Si se consideran unidades fundamentales sí, es decir si la capacidad del condensador "C1" esta en "Faradios" y la Resistencia "Ra" en "ohmios" el resultado del tiempo te dará en segundos...

El circuito que tienes ahi es de un temporizador monoestable, esto significa que de acuerdo a la configuracion de la Resistencia "Ra" y el condensador "C1" el IC te enviara un pulso de un tiempo determinado...

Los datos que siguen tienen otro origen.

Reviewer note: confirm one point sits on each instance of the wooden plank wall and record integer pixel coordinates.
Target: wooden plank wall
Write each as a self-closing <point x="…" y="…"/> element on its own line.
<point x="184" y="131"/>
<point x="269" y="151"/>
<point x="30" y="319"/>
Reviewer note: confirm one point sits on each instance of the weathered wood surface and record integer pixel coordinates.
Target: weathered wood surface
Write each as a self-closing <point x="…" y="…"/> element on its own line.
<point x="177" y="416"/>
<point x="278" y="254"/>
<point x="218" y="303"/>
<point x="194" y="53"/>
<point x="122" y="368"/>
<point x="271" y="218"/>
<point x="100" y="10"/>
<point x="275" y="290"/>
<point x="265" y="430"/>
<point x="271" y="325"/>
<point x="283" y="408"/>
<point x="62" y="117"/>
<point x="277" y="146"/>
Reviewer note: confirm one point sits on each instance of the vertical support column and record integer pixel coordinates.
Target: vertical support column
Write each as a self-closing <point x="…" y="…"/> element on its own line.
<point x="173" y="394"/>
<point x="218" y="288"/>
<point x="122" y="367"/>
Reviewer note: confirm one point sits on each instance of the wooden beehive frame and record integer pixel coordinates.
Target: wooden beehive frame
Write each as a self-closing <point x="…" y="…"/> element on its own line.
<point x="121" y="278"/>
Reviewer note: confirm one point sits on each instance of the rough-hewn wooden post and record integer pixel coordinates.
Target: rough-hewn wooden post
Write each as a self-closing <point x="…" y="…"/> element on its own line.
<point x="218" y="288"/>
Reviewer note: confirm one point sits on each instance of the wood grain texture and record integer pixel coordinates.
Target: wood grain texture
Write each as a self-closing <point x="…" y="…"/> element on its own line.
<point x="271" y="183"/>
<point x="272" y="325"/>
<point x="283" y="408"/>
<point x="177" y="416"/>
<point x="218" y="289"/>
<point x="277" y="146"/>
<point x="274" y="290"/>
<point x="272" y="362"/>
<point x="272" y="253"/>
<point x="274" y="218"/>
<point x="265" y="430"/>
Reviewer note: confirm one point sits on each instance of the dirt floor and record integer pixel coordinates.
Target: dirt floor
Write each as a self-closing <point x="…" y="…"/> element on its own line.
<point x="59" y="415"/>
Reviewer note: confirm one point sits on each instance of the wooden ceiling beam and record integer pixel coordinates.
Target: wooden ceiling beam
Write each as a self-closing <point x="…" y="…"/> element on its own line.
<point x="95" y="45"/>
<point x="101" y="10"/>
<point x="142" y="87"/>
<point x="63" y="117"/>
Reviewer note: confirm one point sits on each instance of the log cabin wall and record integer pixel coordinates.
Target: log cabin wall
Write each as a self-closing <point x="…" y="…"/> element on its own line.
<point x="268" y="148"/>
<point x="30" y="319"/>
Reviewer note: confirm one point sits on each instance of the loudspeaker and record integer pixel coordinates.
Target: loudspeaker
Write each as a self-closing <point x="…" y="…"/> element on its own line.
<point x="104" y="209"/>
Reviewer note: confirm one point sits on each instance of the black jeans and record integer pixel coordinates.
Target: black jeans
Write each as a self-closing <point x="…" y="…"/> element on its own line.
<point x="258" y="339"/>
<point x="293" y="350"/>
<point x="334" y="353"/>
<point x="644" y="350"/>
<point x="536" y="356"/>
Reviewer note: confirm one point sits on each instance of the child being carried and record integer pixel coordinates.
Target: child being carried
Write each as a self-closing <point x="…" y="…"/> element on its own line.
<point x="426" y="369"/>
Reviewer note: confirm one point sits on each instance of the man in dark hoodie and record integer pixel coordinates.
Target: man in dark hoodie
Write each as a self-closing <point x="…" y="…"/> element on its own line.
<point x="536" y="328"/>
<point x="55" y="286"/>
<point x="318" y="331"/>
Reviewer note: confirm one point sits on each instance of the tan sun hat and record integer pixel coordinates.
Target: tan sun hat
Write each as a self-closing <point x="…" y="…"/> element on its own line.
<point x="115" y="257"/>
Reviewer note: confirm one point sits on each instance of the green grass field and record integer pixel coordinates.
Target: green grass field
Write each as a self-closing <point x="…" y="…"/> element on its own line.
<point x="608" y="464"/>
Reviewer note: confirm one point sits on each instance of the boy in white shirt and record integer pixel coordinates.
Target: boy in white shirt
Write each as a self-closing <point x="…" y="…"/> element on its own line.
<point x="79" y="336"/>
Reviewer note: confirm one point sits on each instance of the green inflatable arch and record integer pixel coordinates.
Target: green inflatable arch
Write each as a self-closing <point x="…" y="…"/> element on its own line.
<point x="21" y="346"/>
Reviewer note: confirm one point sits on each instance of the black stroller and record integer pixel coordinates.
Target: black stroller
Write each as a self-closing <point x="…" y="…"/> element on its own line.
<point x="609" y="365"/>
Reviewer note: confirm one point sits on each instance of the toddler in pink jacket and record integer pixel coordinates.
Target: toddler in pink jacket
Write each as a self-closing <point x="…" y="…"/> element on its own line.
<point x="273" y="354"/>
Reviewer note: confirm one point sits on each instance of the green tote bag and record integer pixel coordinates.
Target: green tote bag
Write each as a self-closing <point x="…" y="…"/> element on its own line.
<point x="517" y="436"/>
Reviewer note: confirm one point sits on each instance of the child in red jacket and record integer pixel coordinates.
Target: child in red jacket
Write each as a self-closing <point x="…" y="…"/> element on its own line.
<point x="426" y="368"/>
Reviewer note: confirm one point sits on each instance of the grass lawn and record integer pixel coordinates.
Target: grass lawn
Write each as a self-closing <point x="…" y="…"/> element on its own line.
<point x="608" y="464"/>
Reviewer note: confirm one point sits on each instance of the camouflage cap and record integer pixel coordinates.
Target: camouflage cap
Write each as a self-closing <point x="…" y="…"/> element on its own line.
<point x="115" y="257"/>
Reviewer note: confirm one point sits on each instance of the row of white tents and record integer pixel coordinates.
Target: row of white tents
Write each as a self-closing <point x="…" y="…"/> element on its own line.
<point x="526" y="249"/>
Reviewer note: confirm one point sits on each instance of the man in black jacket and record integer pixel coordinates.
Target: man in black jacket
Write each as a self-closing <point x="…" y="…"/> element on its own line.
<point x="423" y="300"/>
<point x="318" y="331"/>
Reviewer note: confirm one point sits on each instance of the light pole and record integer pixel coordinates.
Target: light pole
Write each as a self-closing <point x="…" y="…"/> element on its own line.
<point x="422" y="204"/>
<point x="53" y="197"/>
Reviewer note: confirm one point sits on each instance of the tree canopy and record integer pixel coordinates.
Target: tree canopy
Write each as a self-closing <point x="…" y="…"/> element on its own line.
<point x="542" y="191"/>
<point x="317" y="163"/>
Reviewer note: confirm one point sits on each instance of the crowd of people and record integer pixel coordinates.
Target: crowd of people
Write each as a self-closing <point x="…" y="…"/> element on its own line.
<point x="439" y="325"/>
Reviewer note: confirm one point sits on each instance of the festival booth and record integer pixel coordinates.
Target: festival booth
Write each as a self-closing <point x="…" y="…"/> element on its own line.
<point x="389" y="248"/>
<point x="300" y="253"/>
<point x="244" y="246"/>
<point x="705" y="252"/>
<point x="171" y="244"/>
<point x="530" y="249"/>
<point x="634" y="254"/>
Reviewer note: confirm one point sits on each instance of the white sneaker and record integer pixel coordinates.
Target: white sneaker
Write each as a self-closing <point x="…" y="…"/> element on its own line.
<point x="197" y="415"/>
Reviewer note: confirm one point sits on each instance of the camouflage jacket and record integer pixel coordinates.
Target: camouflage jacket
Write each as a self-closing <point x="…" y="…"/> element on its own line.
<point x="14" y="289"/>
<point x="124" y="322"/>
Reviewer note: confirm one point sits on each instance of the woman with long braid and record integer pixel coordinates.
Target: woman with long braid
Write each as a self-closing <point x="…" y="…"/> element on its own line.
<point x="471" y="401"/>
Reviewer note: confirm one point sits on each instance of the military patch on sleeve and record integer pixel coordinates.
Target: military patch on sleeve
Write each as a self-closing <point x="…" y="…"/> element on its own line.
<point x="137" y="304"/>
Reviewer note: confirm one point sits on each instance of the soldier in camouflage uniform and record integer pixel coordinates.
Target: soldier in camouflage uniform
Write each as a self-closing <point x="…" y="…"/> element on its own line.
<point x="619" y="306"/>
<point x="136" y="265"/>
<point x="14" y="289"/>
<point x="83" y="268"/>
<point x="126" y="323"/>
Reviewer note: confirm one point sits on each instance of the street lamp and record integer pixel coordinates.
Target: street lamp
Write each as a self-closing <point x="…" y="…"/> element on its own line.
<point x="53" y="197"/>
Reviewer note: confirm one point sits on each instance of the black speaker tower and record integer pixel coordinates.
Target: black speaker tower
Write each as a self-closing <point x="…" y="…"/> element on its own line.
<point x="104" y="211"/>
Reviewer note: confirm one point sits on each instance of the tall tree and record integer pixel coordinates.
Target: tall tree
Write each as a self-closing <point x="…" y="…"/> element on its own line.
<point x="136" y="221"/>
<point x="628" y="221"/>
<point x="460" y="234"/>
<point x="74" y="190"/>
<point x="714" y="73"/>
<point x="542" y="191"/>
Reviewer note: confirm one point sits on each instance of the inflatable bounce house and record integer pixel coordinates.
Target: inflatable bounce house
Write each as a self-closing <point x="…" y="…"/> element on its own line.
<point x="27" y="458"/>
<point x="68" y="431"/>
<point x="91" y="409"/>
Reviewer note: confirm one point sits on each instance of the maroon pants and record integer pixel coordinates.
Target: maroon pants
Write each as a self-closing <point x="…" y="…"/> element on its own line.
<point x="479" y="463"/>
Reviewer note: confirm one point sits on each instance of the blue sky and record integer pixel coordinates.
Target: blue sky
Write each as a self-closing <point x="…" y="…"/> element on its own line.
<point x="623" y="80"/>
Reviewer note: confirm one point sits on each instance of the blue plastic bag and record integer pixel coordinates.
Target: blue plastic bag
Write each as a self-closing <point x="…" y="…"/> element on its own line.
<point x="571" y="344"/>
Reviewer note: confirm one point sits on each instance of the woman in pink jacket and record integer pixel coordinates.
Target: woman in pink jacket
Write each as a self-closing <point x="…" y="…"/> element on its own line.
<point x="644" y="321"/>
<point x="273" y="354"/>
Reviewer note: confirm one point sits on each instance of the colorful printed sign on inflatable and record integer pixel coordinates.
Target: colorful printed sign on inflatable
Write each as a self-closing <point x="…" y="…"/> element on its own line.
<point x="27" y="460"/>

Esta configuracion tiene la siguiente ecuacion de diseño...

T = 1,1 * Ra * C1

Donde:

T = Tiempo 
1,1 = Constante intrínseca del IC 
Ra = Resistencia
C1 = Condensador

P.D: El amigo "shadown" postula que sencillamente multipliques Ra y C1, sin embargo cuando yo   iba en la secundaria me hacian esa ecuacion con el 1,1 y me salia de lo mas bien... aunque es solo una décima ¿no?   

Saludos...


----------



## Division-x (Mar 5, 2007)

ok, y para cerrar otro circuito en cuanto termine la cuenta atras, me imagino que he de seguir colocando los componentes desde "salid" ¿cierto? yo lo que quiero hacer, es que cuando termine la cuenta atras, me ilumine un diodo led, supongo que una vez que termina la cuenta atras no vuelve a realizarla verdad? ya que yo solo quiero que haga la cuenta una vez, y me envie corriente constantemente una vez terminada la cuenta.

S4lu2!!!


----------



## mabauti (Mar 5, 2007)

> me imagino que he de seguir colocando los componentes desde "salid" ¿cierto?


Es cierto, solo que no debes exceder de  100mA.



> supongo que una vez que termina la cuenta atras no vuelve a realizarla verdad?


 es Verdad. Un monoestable solo se activa una vez (al menos que lo dispares de nuevo)


----------



## kr4sh (Mar 26, 2009)

yo lo construi pero nunca se apaga... sigue ensendido..... utilize el capacitor a 10 micros


----------



## rogerca (Mar 28, 2009)

creo que para una configuracion monoestable no puedo a ver un puente en el pin 6 y 2 del 555.Si no me equivoco lo tienes en modo astable por eso siempre esta prendido el led, el ciclo es repetitivo.


----------